Bottom line is you have more than enough truck to be safe. I'd rather see you go without wdh then the guy with a Commander or Trailblazer and wdh who wants to tow a 30 footer just cuz the manual says 7000lbs.


----------



## Captain Jack's Crew (Jul 12, 2008)

Whew, thanks guys!!! Sorry it took so long to respond, I had an "issue" to deal with. So here's the break down, most all of you agree to use them and a few shared the hitch specs. I checked out my hitch and this is what I found: Without a 2.5in adapter and with WD weights are 16000 trl wt and 1600 tongue. W/O 2.5 adapter & W/O WD 8000/800. With a 2.5 adapter with WD 12500/1250. With 2.5 and W/O WD 6000/600. I know that's a lot to digest, but my setup is with a 2.5in adapter (2.5 in shanks are hard to find, I've been looking!) So I'm dead even dry. So although it "feels" great I will side with caution and use the WD. I would think that the difference between the W/2.5 adapter and W/O would be more relevant the the shanks strength Vs the trucks ability, so that adds another plus to using the WD until I can find a 2.5 shank.

Thanks to all!


----------



## Captain Jack's Crew (Jul 12, 2008)

rsm7 said:


> I checked the manual for my 2010 and it doesnt look like you will be within those limits. Close, possibly. For a DRW and a 2 inch draw bar with adapter you would have to be 6000lbs and 600lbs tongue weight to legally not use your bars. If you should happen to have a 2.5 inch draw bar then you can go 8000lbs and 800 lbs tongue weight. I guess you'd have to weigh your trailer to know for sure. Your trailer sounds like its a little past "borderline". Maybe they bumped up the numbers in 2011? On a 5000 mile trip through unknown scenarios and weather....your call....but I'd use it.

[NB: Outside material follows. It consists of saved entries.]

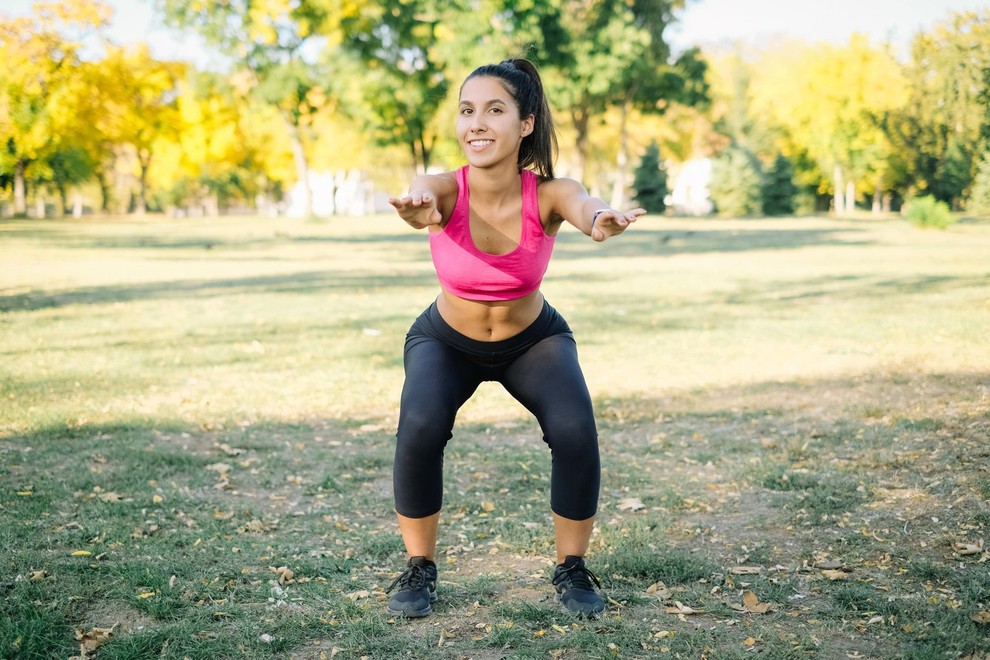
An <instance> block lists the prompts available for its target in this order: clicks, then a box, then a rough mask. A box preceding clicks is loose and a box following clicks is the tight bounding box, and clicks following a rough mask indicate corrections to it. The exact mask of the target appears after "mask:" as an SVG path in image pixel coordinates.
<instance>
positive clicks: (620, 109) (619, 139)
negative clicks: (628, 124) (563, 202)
mask: <svg viewBox="0 0 990 660" xmlns="http://www.w3.org/2000/svg"><path fill="white" fill-rule="evenodd" d="M630 105H631V104H630V103H629V101H628V100H626V101H624V102H623V103H622V106H621V107H620V109H619V112H620V114H619V153H618V154H616V157H615V168H616V171H615V180H614V181H613V182H612V199H611V200H610V201H609V206H611V207H612V208H613V209H621V208H622V207H623V206H625V205H626V181H627V180H628V174H629V173H628V169H629V134H628V131H627V128H626V119H627V118H628V115H629V109H630Z"/></svg>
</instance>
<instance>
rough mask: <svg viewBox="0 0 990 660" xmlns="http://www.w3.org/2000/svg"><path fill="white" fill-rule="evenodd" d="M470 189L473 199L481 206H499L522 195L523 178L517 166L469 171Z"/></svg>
mask: <svg viewBox="0 0 990 660" xmlns="http://www.w3.org/2000/svg"><path fill="white" fill-rule="evenodd" d="M468 188H469V189H470V191H471V199H472V200H473V201H477V202H479V203H481V204H485V205H489V204H494V205H499V204H500V203H502V202H503V201H505V200H507V199H516V198H518V197H519V196H520V195H521V194H522V178H521V177H520V176H519V168H518V167H516V166H515V165H507V166H499V167H497V168H487V167H486V168H477V167H470V168H469V169H468Z"/></svg>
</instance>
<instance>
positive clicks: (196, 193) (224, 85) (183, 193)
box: [155, 72, 288, 215]
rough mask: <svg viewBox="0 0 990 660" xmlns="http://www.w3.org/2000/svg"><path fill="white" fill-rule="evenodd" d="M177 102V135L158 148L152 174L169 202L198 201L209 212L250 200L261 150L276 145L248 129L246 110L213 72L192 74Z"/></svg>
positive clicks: (259, 174)
mask: <svg viewBox="0 0 990 660" xmlns="http://www.w3.org/2000/svg"><path fill="white" fill-rule="evenodd" d="M177 101H178V107H177V115H178V116H177V121H178V130H177V132H176V133H177V134H176V140H175V141H174V142H170V143H168V144H166V145H164V146H163V148H162V149H161V150H160V151H161V157H160V158H159V167H158V168H156V169H157V171H158V176H156V177H155V178H156V183H157V184H158V185H157V187H158V188H159V189H162V190H164V191H166V193H167V195H168V197H169V199H168V202H169V204H170V205H173V206H177V207H185V206H187V205H189V204H197V205H200V206H201V207H202V208H204V209H205V211H206V213H208V214H211V215H212V214H217V213H220V212H221V211H223V210H224V209H226V208H227V207H228V206H230V205H231V204H232V203H234V202H242V203H250V202H252V200H253V198H254V196H255V195H256V194H257V193H259V192H260V191H261V190H262V188H263V184H264V173H265V169H266V168H265V165H266V163H265V162H264V156H263V155H262V153H263V152H267V153H270V154H271V153H278V152H279V149H277V145H276V144H273V143H271V142H269V143H268V144H264V143H262V142H261V141H260V140H258V138H257V136H256V135H255V134H254V133H253V132H252V131H249V130H246V126H245V117H244V115H245V114H246V113H247V112H249V111H250V109H249V108H248V107H247V106H246V104H245V103H243V101H242V100H241V99H239V98H238V96H237V95H236V94H235V92H234V90H233V88H232V86H231V84H230V83H229V82H228V81H226V80H225V79H223V77H221V76H219V75H217V74H214V73H210V72H199V73H196V74H194V75H192V76H190V78H189V80H188V81H187V82H186V83H184V84H183V86H182V93H181V94H180V95H179V97H178V100H177ZM285 153H286V155H287V153H288V151H287V150H286V152H285Z"/></svg>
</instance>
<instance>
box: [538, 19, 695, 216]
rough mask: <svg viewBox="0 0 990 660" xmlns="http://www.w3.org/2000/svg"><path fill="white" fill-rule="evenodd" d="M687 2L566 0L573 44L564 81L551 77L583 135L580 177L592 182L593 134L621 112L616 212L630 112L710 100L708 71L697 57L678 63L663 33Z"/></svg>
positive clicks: (563, 79) (582, 136) (580, 140)
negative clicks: (603, 123) (675, 101)
mask: <svg viewBox="0 0 990 660" xmlns="http://www.w3.org/2000/svg"><path fill="white" fill-rule="evenodd" d="M683 6H684V0H630V1H628V2H627V1H626V0H590V1H587V0H565V1H564V2H563V4H562V8H563V9H562V12H561V17H560V20H561V25H562V26H563V28H564V30H565V32H566V34H567V35H568V36H567V39H566V41H565V44H566V47H565V48H564V49H563V55H562V57H561V58H560V59H559V61H558V62H556V63H555V64H556V67H555V68H556V69H557V71H556V75H552V76H549V77H548V83H549V87H550V88H551V90H552V92H551V96H552V98H553V100H554V102H555V103H556V104H557V105H558V106H559V107H561V108H562V109H564V111H565V112H566V113H567V115H568V116H569V118H570V120H571V124H572V126H573V128H574V130H575V133H576V138H575V150H576V154H577V163H576V164H577V171H576V172H575V177H576V178H578V179H585V178H586V177H587V166H588V161H589V154H590V144H589V137H590V128H591V125H592V122H593V120H594V119H595V118H596V117H600V116H602V115H603V114H604V113H605V111H606V109H607V108H608V107H609V106H610V105H615V106H616V107H617V108H618V109H619V111H620V129H619V136H620V138H619V150H618V155H617V165H618V168H617V169H618V174H617V179H616V182H615V185H614V188H613V195H612V196H613V200H612V201H613V204H620V203H621V197H622V193H623V190H624V182H625V177H626V170H627V167H628V148H629V147H628V143H627V126H626V121H627V118H628V114H629V112H630V111H631V110H632V109H633V108H636V109H638V110H640V111H641V112H663V111H664V110H665V109H666V108H667V107H668V105H669V104H670V103H671V102H672V101H682V102H685V103H694V102H697V101H699V100H700V99H702V98H707V86H706V83H705V77H704V63H703V61H702V60H701V59H700V58H699V57H698V54H697V52H696V51H689V52H688V53H685V54H684V55H683V56H682V57H681V58H680V59H679V60H677V61H675V62H674V63H671V62H670V61H669V60H670V48H669V46H668V45H667V43H666V41H665V39H664V37H663V32H664V30H665V29H666V27H667V26H668V25H669V24H670V23H671V22H672V20H673V11H674V10H675V9H677V8H680V7H683Z"/></svg>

If for no other reason then to stay legal. Setting it up for your suspension may be a challenge. There are a few threads and opinions on setting it up for a 1 ton. You probably dont need much weight transfer but depending on the type hitch you have that will affect how much actual sway control you end up getting. You may want to review this thread if you havent already seen it.
> 
> http://www.outbackers.com/forums/index.php?showtopic=33042
> 
> Bottom line is you have more than enough truck to be safe. I'd rather see you go without wdh then the guy with a Commander or Trailblazer and wdh who wants to tow a 30 footer just cuz the manual says 7000lbs.


Spot on!!! I was in the UP of Michigan a few years back and a guy from Canada pulled in towing a 30 footer with a Subaru Outback!!! The whole campground stopped and stared!! No clue how he even got it hooked up! My 07 Tundra 5.7 CrewMax with E rated tires would PULL the snot out of this camper, but where it lacked was stability, I know others would disagree, but I've been there done that and it was rated was 10400#.


----------